Testicular germ cell tumours (TGCTs) are the most frequent cancer type in young men and originate from the common precursor germ cell neoplasia in situ (GCNIS). For decades, clinical management of patients with TGCT has relied on classic serum tumour markers: α-fetoprotein, human chorionic gonadotropin subunit-β and lactate dehydrogenase. In the past 10 years, microRNAs have been shown to outperform classic serum tumour markers in the diagnosis of primary tumours and in follow-up monitoring and prediction of relapse. miR-371a-3p is the most consistent marker and exhibits >90% diagnostic sensitivity and specificity in TGCT. However, miR-371a-3p cannot be used to diagnose GCNIS or mature teratoma. Future efforts must technically standardize the microRNA-based methods internationally and introduce miR-371a-3p as a molecular liquid biopsy-based marker for TGCTs in the clinic.

Key points

  • The currently available protein-based serum markers of testicular germ cell tumours (TGCTs), α-fetoprotein (AFP), human chorionic gonadotropin subunit-β (β-HCG) and lactate dehydrogenase (LDH), show poor diagnostic performance, especially for seminomas.
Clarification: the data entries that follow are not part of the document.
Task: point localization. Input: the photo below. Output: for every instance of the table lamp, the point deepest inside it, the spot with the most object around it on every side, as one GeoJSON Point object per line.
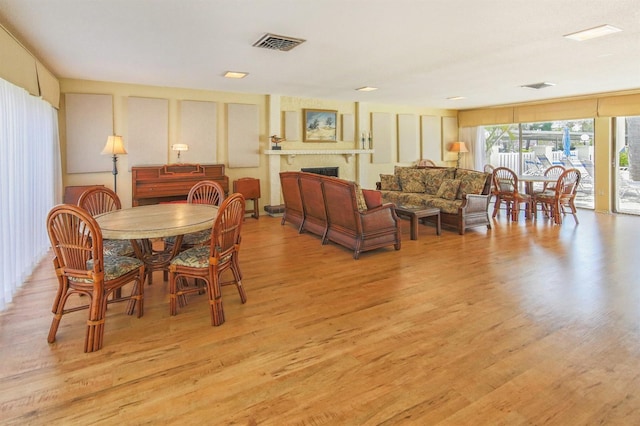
{"type": "Point", "coordinates": [458, 147]}
{"type": "Point", "coordinates": [114, 146]}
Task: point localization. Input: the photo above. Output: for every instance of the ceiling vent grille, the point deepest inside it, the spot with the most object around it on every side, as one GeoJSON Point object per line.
{"type": "Point", "coordinates": [538, 86]}
{"type": "Point", "coordinates": [276, 42]}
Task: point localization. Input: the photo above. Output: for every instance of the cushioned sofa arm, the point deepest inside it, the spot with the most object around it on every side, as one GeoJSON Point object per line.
{"type": "Point", "coordinates": [383, 216]}
{"type": "Point", "coordinates": [476, 203]}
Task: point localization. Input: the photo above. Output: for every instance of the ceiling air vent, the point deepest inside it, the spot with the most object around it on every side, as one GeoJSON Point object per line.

  • New microRNA-based biomarkers, particularly miR-371a-3p, outperform the existing protein-based serum markers in diagnostic performance and enable detection of seminomas.

  • Validated miRNA-based tests can change clinical decision-making in the primary diagnosis and follow-up monitoring of patients with TGCT.

  • Introducing miRNA-based biomarker testing reduces the costs of patient monitoring by reducing the number of imaging scans needed in patients with negative results.

  • Novel biomarkers are needed to overcome the limitations of miR-371a-3p, such as in the diagnosis of mature teratoma and of the precursor lesion, germ cell neoplasia in situ.

  • Universal standardization of protocols is needed for detecting, quantifying and reporting miRNA-based biomarkers in patients with TGCT.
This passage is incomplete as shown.